The practicality of using the .feature_importances_ attribute to superficially analyze global explanations of your classifier is really useful, IMHO.

Right after evaluating the model, running something like

pd.DataFrame(model.feature_importances_, index=X_train.columns, columns=["feat_imp"]).sort_values("feat_imp", ascending=False)

is the first thing I do.

Furthermore, some variable selection strategies assume that your estimator has this attribute, and it seems suboptimal to me to deprive ourselves of using HistGradientBoosting with these techniques.

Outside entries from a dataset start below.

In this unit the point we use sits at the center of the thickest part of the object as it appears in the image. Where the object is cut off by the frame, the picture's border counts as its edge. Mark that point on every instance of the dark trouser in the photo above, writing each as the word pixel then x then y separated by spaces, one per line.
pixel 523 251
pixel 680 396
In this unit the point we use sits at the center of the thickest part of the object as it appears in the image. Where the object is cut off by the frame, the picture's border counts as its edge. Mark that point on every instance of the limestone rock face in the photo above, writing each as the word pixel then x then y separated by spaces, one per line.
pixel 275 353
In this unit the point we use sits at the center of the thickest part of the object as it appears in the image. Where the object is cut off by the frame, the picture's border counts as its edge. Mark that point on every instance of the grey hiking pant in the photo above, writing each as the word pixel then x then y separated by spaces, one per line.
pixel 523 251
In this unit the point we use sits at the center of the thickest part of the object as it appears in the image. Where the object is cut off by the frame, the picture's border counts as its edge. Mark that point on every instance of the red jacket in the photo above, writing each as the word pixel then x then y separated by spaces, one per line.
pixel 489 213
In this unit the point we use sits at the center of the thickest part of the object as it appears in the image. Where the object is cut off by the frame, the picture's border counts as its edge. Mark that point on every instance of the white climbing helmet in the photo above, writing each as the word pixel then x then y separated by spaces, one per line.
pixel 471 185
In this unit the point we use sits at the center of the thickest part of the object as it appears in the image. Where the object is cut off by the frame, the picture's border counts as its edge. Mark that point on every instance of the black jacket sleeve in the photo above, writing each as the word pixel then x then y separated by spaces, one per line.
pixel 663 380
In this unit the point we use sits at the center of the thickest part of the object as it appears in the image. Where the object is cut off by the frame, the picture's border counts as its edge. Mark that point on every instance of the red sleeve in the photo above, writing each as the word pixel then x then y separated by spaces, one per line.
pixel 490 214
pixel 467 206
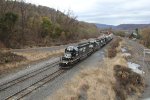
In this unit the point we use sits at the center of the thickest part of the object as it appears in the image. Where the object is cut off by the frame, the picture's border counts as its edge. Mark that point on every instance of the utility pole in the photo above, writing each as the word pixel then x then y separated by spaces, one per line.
pixel 145 52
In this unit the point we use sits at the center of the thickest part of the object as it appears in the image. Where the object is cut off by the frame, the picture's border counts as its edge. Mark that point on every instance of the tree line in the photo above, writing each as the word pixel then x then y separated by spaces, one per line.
pixel 24 24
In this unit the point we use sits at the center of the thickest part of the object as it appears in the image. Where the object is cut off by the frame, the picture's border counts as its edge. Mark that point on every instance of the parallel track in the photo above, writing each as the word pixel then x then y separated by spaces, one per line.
pixel 27 76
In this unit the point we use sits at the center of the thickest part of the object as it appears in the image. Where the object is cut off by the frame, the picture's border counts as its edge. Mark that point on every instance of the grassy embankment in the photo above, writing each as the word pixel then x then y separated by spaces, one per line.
pixel 10 61
pixel 112 80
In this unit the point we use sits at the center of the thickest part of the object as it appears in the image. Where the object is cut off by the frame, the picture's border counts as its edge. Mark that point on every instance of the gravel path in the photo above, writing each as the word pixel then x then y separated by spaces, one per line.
pixel 51 87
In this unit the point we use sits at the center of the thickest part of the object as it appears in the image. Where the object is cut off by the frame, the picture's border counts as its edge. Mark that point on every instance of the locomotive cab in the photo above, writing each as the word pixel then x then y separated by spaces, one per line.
pixel 70 54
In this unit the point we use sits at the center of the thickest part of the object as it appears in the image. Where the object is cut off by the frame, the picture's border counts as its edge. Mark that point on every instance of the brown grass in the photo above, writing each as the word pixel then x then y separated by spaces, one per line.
pixel 112 51
pixel 12 61
pixel 108 81
pixel 128 82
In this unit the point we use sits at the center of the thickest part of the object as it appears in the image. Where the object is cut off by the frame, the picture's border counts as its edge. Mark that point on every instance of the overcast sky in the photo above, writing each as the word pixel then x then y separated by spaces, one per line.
pixel 103 11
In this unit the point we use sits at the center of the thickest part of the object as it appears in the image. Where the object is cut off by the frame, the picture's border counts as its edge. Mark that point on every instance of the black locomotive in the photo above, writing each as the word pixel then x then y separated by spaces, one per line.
pixel 74 54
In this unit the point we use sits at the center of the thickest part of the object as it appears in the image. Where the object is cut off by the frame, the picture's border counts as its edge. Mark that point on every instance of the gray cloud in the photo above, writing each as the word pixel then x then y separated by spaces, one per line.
pixel 103 11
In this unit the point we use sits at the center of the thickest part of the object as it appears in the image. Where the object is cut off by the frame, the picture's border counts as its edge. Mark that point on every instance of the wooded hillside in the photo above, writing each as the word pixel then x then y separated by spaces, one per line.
pixel 26 25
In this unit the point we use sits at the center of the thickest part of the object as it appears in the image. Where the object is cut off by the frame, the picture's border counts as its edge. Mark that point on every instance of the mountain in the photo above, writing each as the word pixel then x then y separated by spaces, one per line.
pixel 132 26
pixel 122 26
pixel 104 26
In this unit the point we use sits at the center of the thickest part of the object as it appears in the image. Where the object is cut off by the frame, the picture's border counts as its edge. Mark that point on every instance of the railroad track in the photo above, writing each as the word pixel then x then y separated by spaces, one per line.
pixel 21 94
pixel 9 84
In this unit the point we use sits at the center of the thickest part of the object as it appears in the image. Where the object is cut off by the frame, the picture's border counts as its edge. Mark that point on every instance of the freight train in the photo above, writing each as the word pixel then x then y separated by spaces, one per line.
pixel 75 54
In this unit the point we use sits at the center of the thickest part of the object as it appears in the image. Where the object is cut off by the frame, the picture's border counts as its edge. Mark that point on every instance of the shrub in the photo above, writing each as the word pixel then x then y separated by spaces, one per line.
pixel 129 82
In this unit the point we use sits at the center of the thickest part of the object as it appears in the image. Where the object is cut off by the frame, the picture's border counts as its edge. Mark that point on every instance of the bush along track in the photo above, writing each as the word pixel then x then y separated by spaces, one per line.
pixel 110 80
pixel 128 82
pixel 112 51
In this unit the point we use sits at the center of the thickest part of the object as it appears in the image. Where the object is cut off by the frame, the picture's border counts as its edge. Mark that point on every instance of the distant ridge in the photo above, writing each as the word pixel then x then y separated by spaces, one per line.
pixel 122 26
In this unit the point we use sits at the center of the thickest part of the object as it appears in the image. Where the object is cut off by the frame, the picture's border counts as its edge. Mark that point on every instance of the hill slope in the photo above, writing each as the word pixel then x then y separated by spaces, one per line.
pixel 122 26
pixel 23 25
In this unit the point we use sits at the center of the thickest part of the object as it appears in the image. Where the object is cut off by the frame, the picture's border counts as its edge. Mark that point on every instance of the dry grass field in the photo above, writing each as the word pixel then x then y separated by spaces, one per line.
pixel 12 61
pixel 103 82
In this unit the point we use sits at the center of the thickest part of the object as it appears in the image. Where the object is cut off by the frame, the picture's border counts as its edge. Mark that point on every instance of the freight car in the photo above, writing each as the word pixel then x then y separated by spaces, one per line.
pixel 74 54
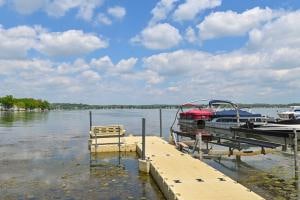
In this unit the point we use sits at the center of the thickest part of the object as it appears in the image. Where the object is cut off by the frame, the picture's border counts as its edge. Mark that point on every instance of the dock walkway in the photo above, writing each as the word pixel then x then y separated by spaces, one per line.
pixel 179 175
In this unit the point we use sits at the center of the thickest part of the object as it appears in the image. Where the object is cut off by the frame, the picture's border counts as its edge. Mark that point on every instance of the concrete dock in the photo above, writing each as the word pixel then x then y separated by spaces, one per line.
pixel 178 175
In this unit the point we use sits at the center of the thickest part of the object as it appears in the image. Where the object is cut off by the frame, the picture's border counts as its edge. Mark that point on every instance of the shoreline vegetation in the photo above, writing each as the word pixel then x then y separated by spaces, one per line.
pixel 80 106
pixel 9 103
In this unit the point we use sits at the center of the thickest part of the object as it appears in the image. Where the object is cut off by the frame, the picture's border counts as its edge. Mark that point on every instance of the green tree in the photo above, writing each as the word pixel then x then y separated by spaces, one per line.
pixel 7 101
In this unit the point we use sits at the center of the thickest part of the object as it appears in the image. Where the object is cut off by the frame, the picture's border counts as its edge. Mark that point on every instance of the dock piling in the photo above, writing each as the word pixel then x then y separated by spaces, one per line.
pixel 160 123
pixel 143 138
pixel 296 153
pixel 91 124
pixel 144 164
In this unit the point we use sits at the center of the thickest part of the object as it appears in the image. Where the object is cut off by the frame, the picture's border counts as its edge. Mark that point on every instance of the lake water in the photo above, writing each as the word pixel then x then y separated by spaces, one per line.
pixel 45 156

from sklearn.feature_selection import SelectFromModel
from sklearn.ensemble import HistGradientBoostingClassifier
from lightgbm import LGBMClassifier

X = [[ 0.87, -1.34,  0.31 ],
     [-2.79, -0.02, -0.85 ],
     [-1.34, -0.48, -2.55 ],
     [ 1.92,  1.48,  0.65 ]]
y = [0, 1, 0, 1]
selector = SelectFromModel(estimator=LGBMClassifier()).fit(X, y)
selector.get_support()
>>> array([ True,  True,  True])

selector = SelectFromModel(estimator=HistGradientBoostingClassifier()).fit(X, y)
selector.get_support()
>>> ValueError: when `importance_getter=='auto'`, the underlying estimator HistGradientBoostingClassifier should have `coef_` or `feature_importances_` attribute. Either pass a fitted estimator to feature selector or call fit before calling transform.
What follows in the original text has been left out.